Mr BROWN (Canobolas) - Although I sit upon the Opposition benches, I do not think that I can be charged with entertaining any personal hostility towards the members of the Government, or with having unduly harassed them. I recognise that the business of the country must be carried on, whether it be by a Government having a large or a narrow majority. It very often happens that the business is more efficiently transacted by . a Government with a narrow majority than by one having an overwhelming number of supporters. A Government which is confronted by a weak Opposition very often fails to accomplish its purpose. For these reasons, I am not favorable to anything in the way of opposition which will involve a mere waste of time. The Government appear to think that this debate is a pure waste of time; but it may accomplish some good by directing attention to the unsatisfactory manner in which the busi ness of the country is being carried on by reason of the absence of a large number of honorable members, who, whilst professing to serve the country, are more concerned in looking after their own private interests. I do not agree with the honorable member for Perth, who says that our work is carried on more, effectively, when there is a small attendance of honorable members, than when there is a large one. It is true that a few honorable members sit here for long hours at great personal inconvenience, in order to facilitate the business, and that time is wasted principally by those honorable members who attend only occasionally, and make long speeches to let their constituents know that they are here.

Sir John Forrest - The honorable member himself makes the longest speeches.

Mr BROWN - I do not speak very often - not so often as does the right honorable gentleman, whose speeches occupy more space in Hansard than mine do.

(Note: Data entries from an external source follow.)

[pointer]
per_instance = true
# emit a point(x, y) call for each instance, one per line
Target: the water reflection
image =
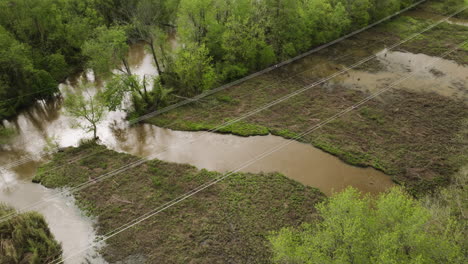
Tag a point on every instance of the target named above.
point(45, 123)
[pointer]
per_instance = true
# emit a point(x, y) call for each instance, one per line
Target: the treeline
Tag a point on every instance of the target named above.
point(390, 228)
point(40, 44)
point(42, 41)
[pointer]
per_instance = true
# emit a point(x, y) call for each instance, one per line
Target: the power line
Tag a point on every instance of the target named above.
point(257, 158)
point(141, 161)
point(210, 92)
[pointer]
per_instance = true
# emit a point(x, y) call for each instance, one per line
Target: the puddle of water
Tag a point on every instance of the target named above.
point(38, 125)
point(298, 161)
point(446, 77)
point(223, 153)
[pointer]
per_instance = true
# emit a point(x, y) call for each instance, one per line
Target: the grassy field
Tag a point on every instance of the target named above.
point(415, 137)
point(226, 223)
point(26, 238)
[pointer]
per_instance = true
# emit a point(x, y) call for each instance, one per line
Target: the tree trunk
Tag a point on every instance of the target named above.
point(154, 57)
point(144, 89)
point(127, 68)
point(95, 131)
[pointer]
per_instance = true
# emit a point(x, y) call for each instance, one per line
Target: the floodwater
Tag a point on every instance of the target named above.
point(446, 77)
point(45, 123)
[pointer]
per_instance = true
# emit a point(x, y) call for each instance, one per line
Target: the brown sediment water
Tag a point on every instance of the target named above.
point(45, 122)
point(223, 153)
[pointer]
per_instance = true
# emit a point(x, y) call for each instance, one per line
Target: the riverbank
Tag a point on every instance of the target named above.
point(26, 238)
point(226, 222)
point(411, 134)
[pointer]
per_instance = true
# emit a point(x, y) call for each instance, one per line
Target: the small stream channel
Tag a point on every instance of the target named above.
point(45, 122)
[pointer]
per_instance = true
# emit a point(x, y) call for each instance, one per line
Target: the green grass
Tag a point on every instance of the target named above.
point(26, 238)
point(409, 135)
point(226, 222)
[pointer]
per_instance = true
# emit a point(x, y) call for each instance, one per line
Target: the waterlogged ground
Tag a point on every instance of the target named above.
point(226, 223)
point(416, 133)
point(413, 132)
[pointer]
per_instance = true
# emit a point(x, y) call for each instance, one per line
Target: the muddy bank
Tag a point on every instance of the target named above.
point(227, 222)
point(411, 132)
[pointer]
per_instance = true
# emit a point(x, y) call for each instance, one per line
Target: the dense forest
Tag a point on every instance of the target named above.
point(42, 42)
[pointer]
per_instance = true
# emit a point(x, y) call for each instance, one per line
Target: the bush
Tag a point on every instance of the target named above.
point(26, 238)
point(393, 228)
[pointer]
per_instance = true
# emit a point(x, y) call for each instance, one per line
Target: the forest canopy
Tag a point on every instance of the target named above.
point(43, 41)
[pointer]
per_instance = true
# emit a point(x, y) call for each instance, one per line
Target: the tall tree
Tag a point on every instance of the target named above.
point(107, 50)
point(393, 228)
point(194, 70)
point(88, 109)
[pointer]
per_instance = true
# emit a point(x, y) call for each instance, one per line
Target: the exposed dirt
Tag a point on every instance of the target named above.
point(226, 223)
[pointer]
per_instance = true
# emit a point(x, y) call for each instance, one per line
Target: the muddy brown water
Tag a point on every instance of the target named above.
point(45, 122)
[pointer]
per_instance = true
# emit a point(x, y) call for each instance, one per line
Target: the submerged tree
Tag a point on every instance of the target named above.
point(146, 94)
point(26, 238)
point(194, 70)
point(107, 50)
point(393, 228)
point(88, 109)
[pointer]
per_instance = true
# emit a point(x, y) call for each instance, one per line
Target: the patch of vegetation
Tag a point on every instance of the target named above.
point(26, 238)
point(390, 133)
point(393, 228)
point(229, 221)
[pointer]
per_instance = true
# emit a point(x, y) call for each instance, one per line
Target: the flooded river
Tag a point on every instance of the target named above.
point(45, 123)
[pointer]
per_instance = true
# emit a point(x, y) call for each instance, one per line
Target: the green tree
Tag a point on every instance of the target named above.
point(358, 11)
point(194, 70)
point(326, 22)
point(88, 109)
point(107, 50)
point(245, 48)
point(146, 94)
point(392, 228)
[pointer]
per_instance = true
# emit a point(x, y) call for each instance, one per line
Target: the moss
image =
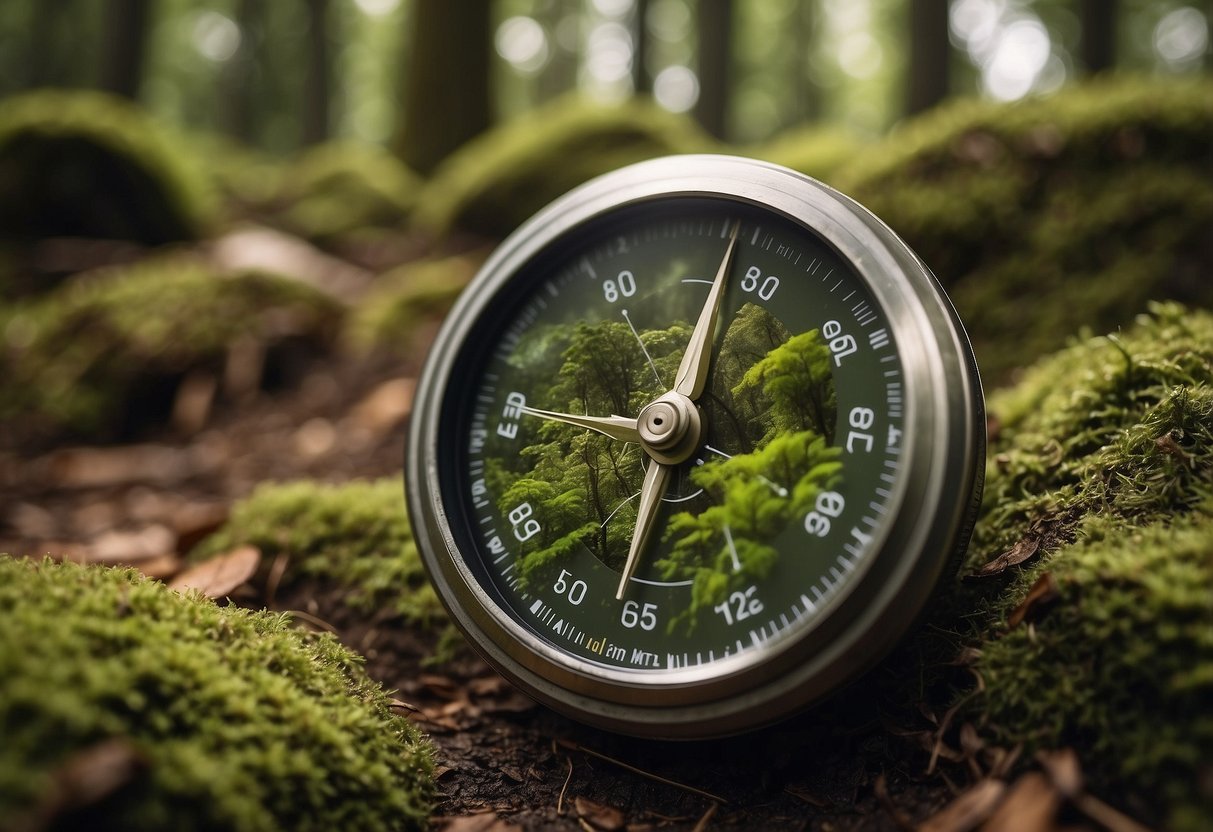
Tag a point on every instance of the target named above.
point(354, 537)
point(406, 298)
point(1052, 214)
point(343, 187)
point(815, 150)
point(104, 351)
point(85, 164)
point(499, 180)
point(232, 719)
point(1118, 426)
point(1102, 474)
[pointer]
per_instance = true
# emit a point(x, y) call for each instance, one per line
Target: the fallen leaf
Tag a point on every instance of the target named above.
point(967, 810)
point(1043, 592)
point(131, 547)
point(483, 821)
point(1017, 554)
point(598, 815)
point(1031, 805)
point(218, 576)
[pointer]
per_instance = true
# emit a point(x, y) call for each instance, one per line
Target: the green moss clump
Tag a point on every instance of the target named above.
point(104, 352)
point(233, 719)
point(495, 182)
point(85, 164)
point(1102, 474)
point(1121, 665)
point(353, 536)
point(405, 298)
point(810, 149)
point(1118, 426)
point(341, 187)
point(1052, 214)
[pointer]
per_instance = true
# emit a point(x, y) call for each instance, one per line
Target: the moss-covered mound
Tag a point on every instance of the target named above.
point(126, 706)
point(85, 164)
point(1100, 479)
point(342, 187)
point(1048, 215)
point(499, 180)
point(815, 150)
point(403, 301)
point(104, 353)
point(352, 537)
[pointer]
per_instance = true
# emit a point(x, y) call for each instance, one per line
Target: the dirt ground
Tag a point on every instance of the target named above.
point(504, 762)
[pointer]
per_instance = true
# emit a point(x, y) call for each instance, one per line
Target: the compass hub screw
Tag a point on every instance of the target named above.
point(670, 428)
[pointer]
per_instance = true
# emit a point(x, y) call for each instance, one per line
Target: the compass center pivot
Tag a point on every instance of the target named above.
point(670, 428)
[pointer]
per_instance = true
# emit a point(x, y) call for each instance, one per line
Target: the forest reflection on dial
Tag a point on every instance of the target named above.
point(793, 456)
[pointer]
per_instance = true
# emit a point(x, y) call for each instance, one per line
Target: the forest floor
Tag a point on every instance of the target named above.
point(504, 762)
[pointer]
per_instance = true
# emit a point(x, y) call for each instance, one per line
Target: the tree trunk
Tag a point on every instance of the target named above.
point(124, 46)
point(715, 64)
point(238, 77)
point(929, 55)
point(446, 80)
point(315, 84)
point(808, 93)
point(1097, 47)
point(642, 79)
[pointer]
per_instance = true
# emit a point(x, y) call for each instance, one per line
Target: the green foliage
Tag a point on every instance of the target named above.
point(1052, 214)
point(232, 719)
point(499, 180)
point(353, 537)
point(812, 149)
point(1102, 469)
point(406, 298)
point(85, 164)
point(1121, 665)
point(106, 345)
point(343, 187)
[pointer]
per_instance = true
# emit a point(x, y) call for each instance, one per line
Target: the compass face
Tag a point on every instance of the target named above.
point(695, 448)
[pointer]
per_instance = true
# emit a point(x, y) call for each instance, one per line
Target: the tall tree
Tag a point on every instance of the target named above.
point(446, 79)
point(1097, 47)
point(642, 79)
point(317, 79)
point(124, 46)
point(715, 64)
point(929, 55)
point(238, 77)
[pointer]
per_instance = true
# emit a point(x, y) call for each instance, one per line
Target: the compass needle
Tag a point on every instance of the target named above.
point(655, 480)
point(693, 535)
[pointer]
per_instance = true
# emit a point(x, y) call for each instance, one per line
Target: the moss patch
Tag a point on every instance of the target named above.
point(495, 182)
point(1100, 476)
point(107, 349)
point(342, 187)
point(353, 537)
point(85, 164)
point(1053, 214)
point(405, 300)
point(226, 719)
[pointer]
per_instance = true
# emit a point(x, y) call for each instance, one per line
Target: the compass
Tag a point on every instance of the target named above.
point(695, 448)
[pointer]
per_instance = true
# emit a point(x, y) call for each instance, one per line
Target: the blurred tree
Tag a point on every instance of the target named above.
point(238, 75)
point(446, 80)
point(124, 46)
point(715, 64)
point(317, 81)
point(1098, 39)
point(642, 77)
point(929, 55)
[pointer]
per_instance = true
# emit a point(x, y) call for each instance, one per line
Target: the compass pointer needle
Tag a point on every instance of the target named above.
point(693, 370)
point(615, 427)
point(655, 480)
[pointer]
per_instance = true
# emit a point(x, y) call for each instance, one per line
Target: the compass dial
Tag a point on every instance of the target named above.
point(694, 448)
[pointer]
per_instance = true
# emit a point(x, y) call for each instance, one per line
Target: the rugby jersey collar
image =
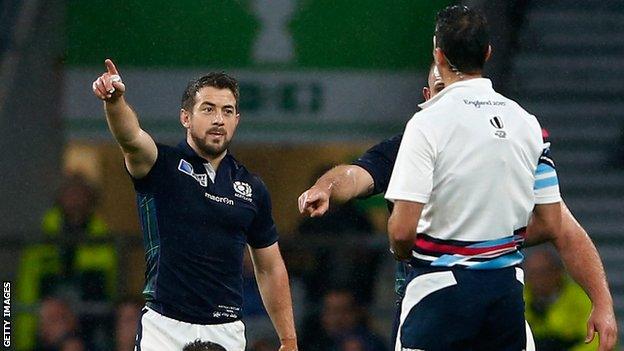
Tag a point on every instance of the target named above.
point(479, 83)
point(188, 151)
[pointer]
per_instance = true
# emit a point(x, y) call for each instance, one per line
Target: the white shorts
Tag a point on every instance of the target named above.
point(159, 333)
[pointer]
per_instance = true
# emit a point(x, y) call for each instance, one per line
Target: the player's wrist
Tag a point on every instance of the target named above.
point(289, 343)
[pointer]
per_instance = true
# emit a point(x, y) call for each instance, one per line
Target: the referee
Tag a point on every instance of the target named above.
point(199, 209)
point(370, 175)
point(464, 180)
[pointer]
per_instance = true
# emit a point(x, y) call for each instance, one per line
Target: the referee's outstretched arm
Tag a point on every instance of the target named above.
point(139, 149)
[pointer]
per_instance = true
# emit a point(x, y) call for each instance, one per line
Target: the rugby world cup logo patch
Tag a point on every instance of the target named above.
point(187, 168)
point(243, 190)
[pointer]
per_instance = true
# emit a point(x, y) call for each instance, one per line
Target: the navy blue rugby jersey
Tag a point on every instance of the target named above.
point(195, 231)
point(379, 160)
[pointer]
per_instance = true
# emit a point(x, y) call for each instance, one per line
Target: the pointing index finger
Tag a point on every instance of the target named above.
point(110, 67)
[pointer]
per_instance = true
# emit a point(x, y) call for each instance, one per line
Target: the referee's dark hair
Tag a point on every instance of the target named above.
point(462, 34)
point(199, 345)
point(218, 80)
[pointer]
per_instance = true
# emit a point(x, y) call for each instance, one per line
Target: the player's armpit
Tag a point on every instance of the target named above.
point(140, 155)
point(402, 227)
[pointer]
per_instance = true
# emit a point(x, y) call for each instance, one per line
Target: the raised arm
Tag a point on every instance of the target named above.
point(274, 288)
point(582, 261)
point(341, 183)
point(138, 147)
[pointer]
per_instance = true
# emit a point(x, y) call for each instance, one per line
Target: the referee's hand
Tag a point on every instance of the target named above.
point(109, 87)
point(602, 321)
point(314, 202)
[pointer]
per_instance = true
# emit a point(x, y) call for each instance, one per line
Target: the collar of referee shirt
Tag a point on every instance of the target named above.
point(483, 83)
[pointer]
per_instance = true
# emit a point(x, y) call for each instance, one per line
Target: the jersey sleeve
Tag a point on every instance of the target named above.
point(150, 183)
point(262, 232)
point(412, 176)
point(379, 160)
point(546, 187)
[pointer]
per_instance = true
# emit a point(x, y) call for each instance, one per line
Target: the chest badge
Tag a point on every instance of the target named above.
point(187, 168)
point(242, 190)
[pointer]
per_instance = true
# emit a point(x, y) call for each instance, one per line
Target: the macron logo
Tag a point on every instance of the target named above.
point(187, 168)
point(219, 199)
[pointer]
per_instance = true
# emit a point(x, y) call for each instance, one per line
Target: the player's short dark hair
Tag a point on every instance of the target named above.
point(199, 345)
point(218, 80)
point(463, 36)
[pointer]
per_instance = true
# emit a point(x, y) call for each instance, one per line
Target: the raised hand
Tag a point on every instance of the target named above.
point(108, 86)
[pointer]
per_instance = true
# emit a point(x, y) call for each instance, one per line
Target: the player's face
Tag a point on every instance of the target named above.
point(212, 122)
point(435, 84)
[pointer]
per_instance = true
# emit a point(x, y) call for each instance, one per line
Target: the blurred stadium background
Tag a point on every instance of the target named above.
point(320, 82)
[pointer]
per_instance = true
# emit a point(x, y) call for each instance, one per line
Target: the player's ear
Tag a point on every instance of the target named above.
point(185, 118)
point(439, 58)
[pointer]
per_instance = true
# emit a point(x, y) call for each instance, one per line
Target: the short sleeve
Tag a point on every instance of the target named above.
point(379, 160)
point(412, 176)
point(262, 232)
point(546, 187)
point(150, 183)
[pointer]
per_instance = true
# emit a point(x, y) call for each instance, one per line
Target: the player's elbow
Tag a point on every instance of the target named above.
point(546, 222)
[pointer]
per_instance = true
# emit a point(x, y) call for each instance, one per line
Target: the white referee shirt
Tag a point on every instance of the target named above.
point(471, 157)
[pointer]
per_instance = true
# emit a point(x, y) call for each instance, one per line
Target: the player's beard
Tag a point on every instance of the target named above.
point(211, 149)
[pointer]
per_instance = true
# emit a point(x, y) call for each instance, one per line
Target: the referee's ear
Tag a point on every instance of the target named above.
point(488, 54)
point(426, 93)
point(185, 118)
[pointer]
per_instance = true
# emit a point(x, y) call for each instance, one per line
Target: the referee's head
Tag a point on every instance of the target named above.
point(461, 40)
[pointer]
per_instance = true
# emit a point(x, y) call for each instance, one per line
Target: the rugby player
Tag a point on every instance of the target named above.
point(199, 209)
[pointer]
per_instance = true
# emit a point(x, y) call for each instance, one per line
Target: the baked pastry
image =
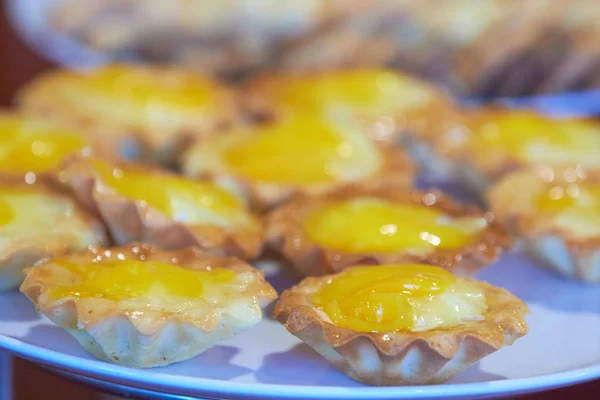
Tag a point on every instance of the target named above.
point(141, 110)
point(38, 222)
point(322, 235)
point(401, 324)
point(30, 146)
point(303, 154)
point(142, 307)
point(153, 206)
point(497, 141)
point(387, 102)
point(556, 213)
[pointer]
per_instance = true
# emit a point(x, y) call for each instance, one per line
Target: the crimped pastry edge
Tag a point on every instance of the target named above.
point(395, 359)
point(131, 220)
point(119, 337)
point(286, 235)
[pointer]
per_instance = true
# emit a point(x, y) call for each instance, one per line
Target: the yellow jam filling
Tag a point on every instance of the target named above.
point(184, 200)
point(128, 279)
point(127, 94)
point(537, 138)
point(375, 225)
point(27, 146)
point(364, 89)
point(301, 152)
point(403, 297)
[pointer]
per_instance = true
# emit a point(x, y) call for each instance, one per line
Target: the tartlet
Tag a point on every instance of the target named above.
point(31, 146)
point(305, 154)
point(38, 222)
point(556, 213)
point(386, 102)
point(142, 307)
point(325, 234)
point(401, 324)
point(144, 111)
point(140, 203)
point(496, 141)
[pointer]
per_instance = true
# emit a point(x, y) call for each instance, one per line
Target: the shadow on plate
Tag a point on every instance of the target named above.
point(527, 279)
point(16, 307)
point(300, 365)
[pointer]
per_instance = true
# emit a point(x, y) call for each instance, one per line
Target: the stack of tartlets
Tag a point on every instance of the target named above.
point(313, 171)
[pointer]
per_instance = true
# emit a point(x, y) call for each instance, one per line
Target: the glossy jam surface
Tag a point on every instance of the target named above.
point(27, 146)
point(32, 218)
point(184, 200)
point(139, 96)
point(376, 225)
point(364, 89)
point(537, 138)
point(128, 279)
point(301, 152)
point(404, 297)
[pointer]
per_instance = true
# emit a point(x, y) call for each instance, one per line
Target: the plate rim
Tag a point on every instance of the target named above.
point(181, 385)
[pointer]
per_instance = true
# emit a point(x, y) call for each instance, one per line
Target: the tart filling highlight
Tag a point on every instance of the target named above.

The honorable members referred to make long speeches, and then clear out again. That is the last that is seen of them, so far as the actual work of the House is concerned. The present condition of affairs is not a healthy one, because honorable members who conscientiously attend to their duties are expected to make up for the deficiencies of those honorable members who attend here only when they desire to deliver a speech. Some reform should be effected in this direction. We. do not want more talk or longer speeches, but a more regular attendance, and fuller consideration of the measures -which are being placed upon the Statute-book. The Prime Minister, when he was Premier of New South Wales, was able to arrange for all-night sittings, and, indeed, all-week sittings, in order to push through the work of the country. He had no difficulty in maintaining a quorum, because he had the Labour Party behind him. He must now realize that he is in a very different position, and that if he desires to keep a House he must rely upon supporters who have not been remarkable for the regularity of their attendance. Honorable members should recognise their obligation to attend here, not merely for the purpose of maintaining a quorum, but also in order that the measures which are brought before us shall fairly reflect the wishes of our constituents. The honorable member for Barrier has done good service in raising this question, and pointing to the need of more regular attendance on the part of honorable members.